2025 Report on Employer Firms: Findings from the 2024 Small Business Credit Survey
Regarding financing, the share of firms that applied for loans, lines of credit, or merchant cash advances remained stable year over year, as did approvals. However, SBCS shows applicants' satisfaction with their lenders decreased and plummeted with online lenders.
Financing Purposes:
According to the 2024 SBCS 59% of small business firms sought financing in the prior 12 months, with 46% of these applicants seeking funds for business expansion, to pursue new opportunities, or to acquire business assets. Specifically, 25.4% of respondents cited business acquisitions as one of their top three reasons for seeking financing, alongside other purposes like operating expenses (63%), equipment purchases (29.4%), marketing (28.6%), and commercial real estate (26.8%).
This indicates that a significant portion of small businesses, including advisors, pursue acquisition loans to buy practices or assets, critical for growth or succession in the RIA/IBD space.
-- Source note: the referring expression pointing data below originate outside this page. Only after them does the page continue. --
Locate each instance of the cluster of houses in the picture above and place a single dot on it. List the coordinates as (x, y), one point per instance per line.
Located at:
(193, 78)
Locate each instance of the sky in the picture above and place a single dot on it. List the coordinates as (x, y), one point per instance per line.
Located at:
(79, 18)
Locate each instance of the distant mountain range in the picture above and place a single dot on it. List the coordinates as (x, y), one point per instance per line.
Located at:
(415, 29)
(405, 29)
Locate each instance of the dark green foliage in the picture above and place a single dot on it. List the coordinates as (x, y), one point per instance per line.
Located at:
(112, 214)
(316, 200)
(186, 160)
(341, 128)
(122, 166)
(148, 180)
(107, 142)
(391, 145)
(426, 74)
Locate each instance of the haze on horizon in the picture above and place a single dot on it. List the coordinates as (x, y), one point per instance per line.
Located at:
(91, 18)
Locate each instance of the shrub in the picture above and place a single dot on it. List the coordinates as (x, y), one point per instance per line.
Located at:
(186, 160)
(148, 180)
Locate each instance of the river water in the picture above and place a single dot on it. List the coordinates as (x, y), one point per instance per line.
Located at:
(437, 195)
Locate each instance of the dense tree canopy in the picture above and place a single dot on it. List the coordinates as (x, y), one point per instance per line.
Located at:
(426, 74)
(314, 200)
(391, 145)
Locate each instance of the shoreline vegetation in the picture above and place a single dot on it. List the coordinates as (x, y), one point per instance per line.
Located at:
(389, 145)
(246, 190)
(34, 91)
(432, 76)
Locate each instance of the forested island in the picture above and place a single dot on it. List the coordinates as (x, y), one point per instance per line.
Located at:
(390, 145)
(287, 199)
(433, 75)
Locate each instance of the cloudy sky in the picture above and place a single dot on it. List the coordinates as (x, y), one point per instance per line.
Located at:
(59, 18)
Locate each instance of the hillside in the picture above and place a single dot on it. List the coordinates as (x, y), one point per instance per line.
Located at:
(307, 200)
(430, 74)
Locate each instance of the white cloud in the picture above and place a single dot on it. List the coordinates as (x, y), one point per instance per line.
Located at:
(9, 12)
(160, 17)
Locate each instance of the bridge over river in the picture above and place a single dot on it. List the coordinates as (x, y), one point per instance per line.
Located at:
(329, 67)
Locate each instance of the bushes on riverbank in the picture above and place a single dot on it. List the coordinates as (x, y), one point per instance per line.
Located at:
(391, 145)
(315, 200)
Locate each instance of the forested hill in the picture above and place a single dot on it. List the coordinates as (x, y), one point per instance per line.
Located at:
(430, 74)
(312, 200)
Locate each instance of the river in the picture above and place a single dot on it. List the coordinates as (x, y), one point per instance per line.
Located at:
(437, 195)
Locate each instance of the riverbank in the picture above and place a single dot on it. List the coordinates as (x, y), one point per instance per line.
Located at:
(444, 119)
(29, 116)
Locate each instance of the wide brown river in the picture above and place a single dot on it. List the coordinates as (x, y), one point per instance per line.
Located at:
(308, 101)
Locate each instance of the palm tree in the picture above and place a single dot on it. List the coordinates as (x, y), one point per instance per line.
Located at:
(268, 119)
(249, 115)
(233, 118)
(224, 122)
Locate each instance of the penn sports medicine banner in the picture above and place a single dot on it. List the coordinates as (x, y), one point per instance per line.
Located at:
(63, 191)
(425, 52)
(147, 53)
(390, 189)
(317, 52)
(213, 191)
Denial and Funding Outcomes:
Of the 59% of firms that applied for financing (loans, lines of credit, or merchant cash advances), 24% were denied all financing, and 36% received only partial funding. This means 60% of applicants (24% fully denied + 36% partially funded) did not secure the full amount requested.
For the 25.4% of applicants seeking acquisition funds, these denial rates (24% fully denied, 36% partially funded) imply that a substantial number of acquisition-focused applicants faced insufficient funding. While the survey doesn’t break down denial rates specifically for acquisition loans, the overall 60% shortfall suggests many in this 25.4% likely struggled to secure full financing for practice purchases.
Implications for Acquisition Opportunities:
Although the SBCS does not explicitly quantify how many acquisition opportunities were lost due to denials or partial funding, the 60% shortfall in full funding strongly suggests that many applicants were unable to complete acquisitions. Insufficient funding often prevents deal closure, as buyers cannot meet seller terms or cover the full cost.
A denied or underfunded acquisition loan could directly result in losing a target business acquisition, as sellers may move to other buyers with ready financing. This is particularly critical in competitive markets where timely funding is essential to secure a deal.
Lender Satisfaction:
The 2024 SBCS notes that 41% of firms denied all or some financing cited “too much debt” as a reason, up from 22% in 2021, with other common reasons including strict lender requirements, borrower financials (76% of denials), credit history (33%), and insufficient collateral (35%). These factors likely disproportionately affect acquisition loans, which often require significant capital and strong financials.
Online Lenders: The SBCS reports net satisfaction with online lenders dropped from 15% in 2023 to 2% in 2024. Wow. Net satisfaction is calculated as the percentage of applicants satisfied minus those dissatisfied. Applicants at online lenders faced high interest rates and unfavorable repayment terms cited as the most common challenges, driving the sharp decline.
Bank Drops: The SBCS does not provide specific net satisfaction percentages for small or large banks in 2024, only noting an overall decline in satisfaction across all lender types. For banks specifically, dissatisfaction reasons included long wait times for decisions and difficulty contacting lenders, per the survey’s applicant experience data.